Last summer I had a great plan – it was also a simple plan: I should finish my thesis. It is still a great and simple plan, but I am only getting around to following it now.
Here is the distraction: our CEMS coordinator in the beginning of July sent out an email with the offer of an internship in the autumn at the United Nations in New York City. At first I was not very excited by the email: First of all, I had planned to spend the autumn writing my thesis, and second of all, the internship was unpaid, and as a good classmate said “Why on earth would you want to work for free?”. A fair point, obviously, as there were several available internships that offered paid positions, and NYC is, after all, one of the most expensive cities in the world to live in.
However, at that point I still was not sure in which direction I should develop my career, and, I was still playing with the thought of working for either an IO or NGO, or somewhere where I would have the opportunity to address global challenges and help to raise the living standards in developing countries. So, based on this lack of clear direction in career-path,I decided to apply.
Two weeks later I was standing outside the Chrysler building, where the UNAOC office is located. For those not familiar with the UN family – it is huge. The UN comprises 6 core bodies, and in addition has 14 specialized agencies and 12 funds and programmes, being managed by approximately 56,000 staff members.
UNAOC (United Nations Alliance of Civilizations), my new employer, was established back in 2005, as an initiative of the UN Secretary General, with the aims to improve understanding and cooperation between states and people of different cultures and religions. It tries to counter the forces that contribute to extremism and polarization by encouraging dialogue, understanding and respect among people from diverse cultural and religious backgrounds, through various different projects and initiatives that are being run by the organization.

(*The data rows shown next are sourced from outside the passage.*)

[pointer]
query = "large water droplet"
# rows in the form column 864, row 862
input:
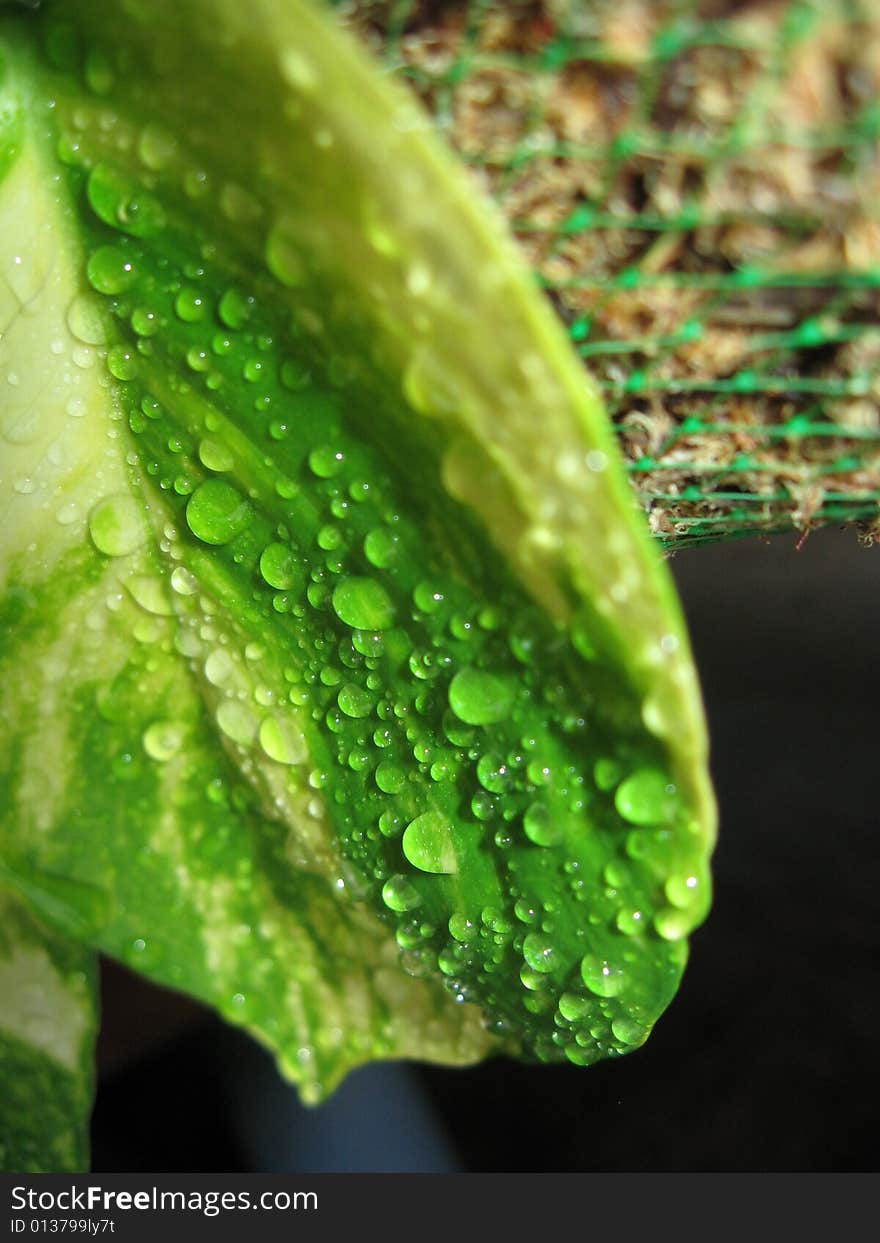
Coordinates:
column 600, row 976
column 540, row 952
column 117, row 525
column 284, row 257
column 216, row 512
column 111, row 270
column 399, row 894
column 363, row 604
column 279, row 567
column 479, row 697
column 428, row 844
column 282, row 741
column 645, row 797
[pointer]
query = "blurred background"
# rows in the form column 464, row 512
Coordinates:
column 766, row 1059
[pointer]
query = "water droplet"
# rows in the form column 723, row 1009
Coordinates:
column 282, row 740
column 363, row 604
column 214, row 455
column 673, row 924
column 540, row 952
column 630, row 921
column 117, row 525
column 426, row 597
column 354, row 701
column 298, row 71
column 122, row 203
column 144, row 322
column 541, row 825
column 216, row 512
column 111, row 270
column 645, row 797
column 325, row 461
column 428, row 844
column 190, row 306
column 234, row 308
column 682, row 891
column 183, row 582
column 479, row 697
column 600, row 976
column 280, row 568
column 284, row 256
column 462, row 929
column 399, row 894
column 494, row 773
column 628, row 1031
column 572, row 1007
column 122, row 363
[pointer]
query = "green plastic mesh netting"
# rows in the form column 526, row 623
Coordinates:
column 697, row 188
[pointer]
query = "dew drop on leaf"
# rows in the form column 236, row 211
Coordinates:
column 479, row 697
column 216, row 512
column 117, row 525
column 428, row 844
column 600, row 976
column 645, row 797
column 541, row 825
column 363, row 604
column 400, row 894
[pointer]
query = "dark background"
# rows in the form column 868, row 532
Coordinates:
column 766, row 1059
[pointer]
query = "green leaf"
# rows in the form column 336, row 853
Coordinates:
column 342, row 688
column 47, row 1024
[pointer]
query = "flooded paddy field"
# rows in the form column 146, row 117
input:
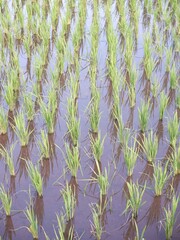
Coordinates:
column 89, row 119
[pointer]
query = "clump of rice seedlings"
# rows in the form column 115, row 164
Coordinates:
column 29, row 106
column 3, row 121
column 173, row 129
column 150, row 146
column 168, row 59
column 72, row 159
column 96, row 226
column 6, row 200
column 20, row 129
column 35, row 177
column 130, row 157
column 175, row 160
column 33, row 222
column 173, row 77
column 8, row 157
column 162, row 104
column 44, row 145
column 143, row 113
column 134, row 201
column 97, row 146
column 155, row 88
column 10, row 96
column 69, row 201
column 102, row 179
column 170, row 217
column 160, row 177
column 48, row 113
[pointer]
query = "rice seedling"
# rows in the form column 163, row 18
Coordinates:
column 173, row 77
column 72, row 159
column 143, row 113
column 160, row 177
column 175, row 160
column 150, row 146
column 134, row 202
column 69, row 201
column 102, row 179
column 6, row 200
column 130, row 157
column 173, row 129
column 33, row 222
column 35, row 177
column 21, row 130
column 162, row 104
column 97, row 146
column 3, row 121
column 29, row 106
column 48, row 113
column 170, row 217
column 8, row 157
column 96, row 226
column 44, row 145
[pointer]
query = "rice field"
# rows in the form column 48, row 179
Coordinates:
column 89, row 119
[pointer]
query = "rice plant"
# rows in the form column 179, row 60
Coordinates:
column 130, row 157
column 173, row 77
column 69, row 201
column 3, row 121
column 8, row 157
column 170, row 217
column 96, row 226
column 72, row 159
column 143, row 113
column 160, row 177
column 35, row 177
column 97, row 146
column 134, row 201
column 33, row 222
column 150, row 146
column 6, row 200
column 175, row 160
column 162, row 104
column 44, row 145
column 21, row 129
column 173, row 129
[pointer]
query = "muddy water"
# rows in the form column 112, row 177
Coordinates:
column 116, row 225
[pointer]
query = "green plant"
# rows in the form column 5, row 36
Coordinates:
column 160, row 177
column 32, row 219
column 96, row 226
column 44, row 145
column 72, row 159
column 35, row 177
column 8, row 156
column 6, row 200
column 69, row 201
column 175, row 160
column 3, row 121
column 21, row 130
column 170, row 217
column 162, row 104
column 97, row 146
column 130, row 157
column 173, row 129
column 150, row 146
column 134, row 201
column 143, row 113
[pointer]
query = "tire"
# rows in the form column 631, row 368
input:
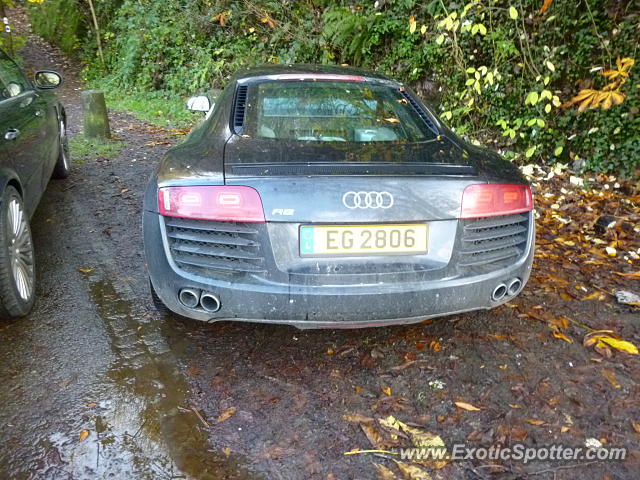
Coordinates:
column 160, row 306
column 63, row 164
column 17, row 259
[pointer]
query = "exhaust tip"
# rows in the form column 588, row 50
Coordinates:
column 499, row 292
column 189, row 297
column 209, row 302
column 514, row 286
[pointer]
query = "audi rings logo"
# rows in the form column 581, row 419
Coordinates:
column 353, row 200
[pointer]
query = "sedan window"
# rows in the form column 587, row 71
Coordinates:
column 333, row 111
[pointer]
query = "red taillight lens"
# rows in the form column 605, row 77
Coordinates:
column 491, row 200
column 225, row 203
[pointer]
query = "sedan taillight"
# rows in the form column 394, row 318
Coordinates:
column 225, row 203
column 492, row 200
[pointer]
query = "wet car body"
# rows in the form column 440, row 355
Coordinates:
column 258, row 270
column 33, row 148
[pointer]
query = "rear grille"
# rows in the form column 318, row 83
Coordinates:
column 210, row 248
column 493, row 240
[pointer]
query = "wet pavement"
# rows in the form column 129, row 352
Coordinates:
column 96, row 384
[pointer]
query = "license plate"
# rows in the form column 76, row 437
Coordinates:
column 320, row 240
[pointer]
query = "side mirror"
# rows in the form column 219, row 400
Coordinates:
column 47, row 79
column 199, row 103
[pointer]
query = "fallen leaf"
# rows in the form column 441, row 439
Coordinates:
column 534, row 421
column 562, row 336
column 412, row 472
column 545, row 6
column 611, row 377
column 384, row 473
column 619, row 344
column 375, row 438
column 466, row 406
column 226, row 415
column 357, row 418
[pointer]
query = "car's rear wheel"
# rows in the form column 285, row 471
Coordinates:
column 62, row 168
column 17, row 260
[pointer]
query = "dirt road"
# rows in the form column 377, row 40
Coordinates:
column 95, row 384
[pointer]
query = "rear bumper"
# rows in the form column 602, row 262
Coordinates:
column 326, row 306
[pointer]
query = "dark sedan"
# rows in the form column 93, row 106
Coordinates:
column 328, row 197
column 33, row 147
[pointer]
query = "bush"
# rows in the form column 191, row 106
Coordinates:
column 498, row 72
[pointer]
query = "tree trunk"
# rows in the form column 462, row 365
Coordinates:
column 96, row 121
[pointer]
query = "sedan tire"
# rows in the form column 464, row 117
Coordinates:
column 17, row 260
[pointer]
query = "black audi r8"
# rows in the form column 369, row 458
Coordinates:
column 328, row 197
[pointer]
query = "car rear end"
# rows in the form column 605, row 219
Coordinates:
column 321, row 224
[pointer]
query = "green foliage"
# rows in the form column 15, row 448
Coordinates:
column 160, row 108
column 499, row 71
column 82, row 149
column 60, row 22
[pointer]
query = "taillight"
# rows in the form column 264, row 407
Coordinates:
column 225, row 203
column 491, row 200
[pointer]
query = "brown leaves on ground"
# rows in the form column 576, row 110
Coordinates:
column 466, row 406
column 226, row 415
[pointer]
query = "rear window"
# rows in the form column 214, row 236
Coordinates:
column 337, row 111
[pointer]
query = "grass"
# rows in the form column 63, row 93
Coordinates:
column 82, row 148
column 163, row 109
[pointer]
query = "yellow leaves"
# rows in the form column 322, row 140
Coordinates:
column 545, row 6
column 611, row 377
column 591, row 98
column 534, row 421
column 384, row 473
column 610, row 94
column 412, row 24
column 622, row 72
column 270, row 22
column 621, row 345
column 466, row 406
column 603, row 340
column 221, row 18
column 226, row 415
column 412, row 472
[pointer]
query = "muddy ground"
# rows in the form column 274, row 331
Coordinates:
column 96, row 384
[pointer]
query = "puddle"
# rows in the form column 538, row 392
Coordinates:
column 142, row 426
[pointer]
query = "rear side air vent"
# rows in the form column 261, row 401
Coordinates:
column 420, row 111
column 240, row 108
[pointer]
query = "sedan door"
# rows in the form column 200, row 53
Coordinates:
column 22, row 130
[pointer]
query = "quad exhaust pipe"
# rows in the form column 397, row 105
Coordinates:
column 192, row 298
column 509, row 289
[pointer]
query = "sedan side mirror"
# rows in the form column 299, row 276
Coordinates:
column 47, row 79
column 199, row 103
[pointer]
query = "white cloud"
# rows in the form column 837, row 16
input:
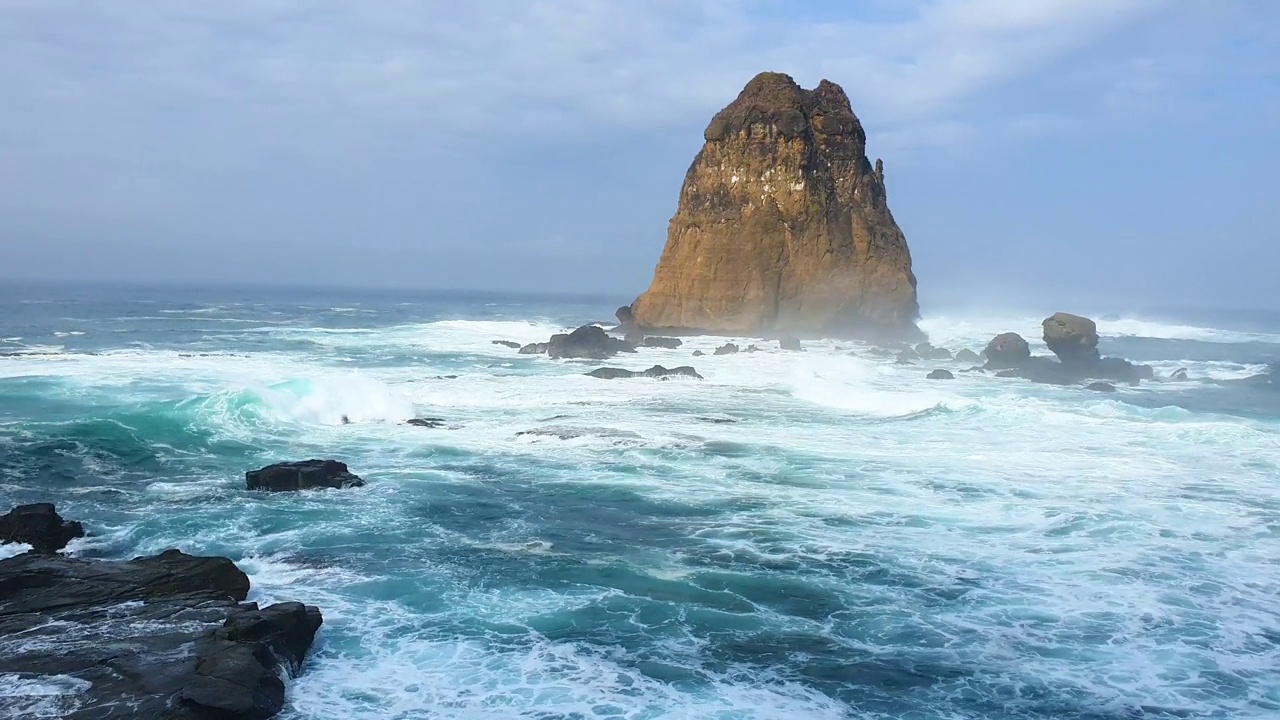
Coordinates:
column 269, row 73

The High Representative for the UNAOC is the former President of Portugal, Jorge Sampaio. The office itself is really small – all in all we were around 14 employees (some were frequently on missions), of which four were interns, all having different academic and national backgrounds. The official working hours were from 9AM-5PM, however people used to arrive around 10AM and did not leave earlier than 7PM. During the day I was sitting in meetings, attending sessions or specific events at the HQs, or conducting research for the projects I was working on. When I arrived my supervisor was still on maternity leave, so there was a lot of work that had to be done for the Youth Program. The days were pretty busy, each of them offering a new learning point or something to think about. Furthermore, at the UN in NYC, there are around 400 international interns. This means that we had our own little international community, which offered lots of activities and networking events such as philosophical debates, language classes, mission visits, Backstreet Boys concert, kayaking on the Hudson River etc.
One of the great things about working in such a place is, that you never really know who you can meet or when. At some point I managed to walk into Aung San Suu Kyi on the staircase, and I had a talk with Jeffrey Sachs about snacks (of all things) and had a dinner with the President of Iran, Mahmoud Ahmadinejad, asking him questions about international relations, bombs, and, well, family.
So, looking back now – working for free was definitely worth it.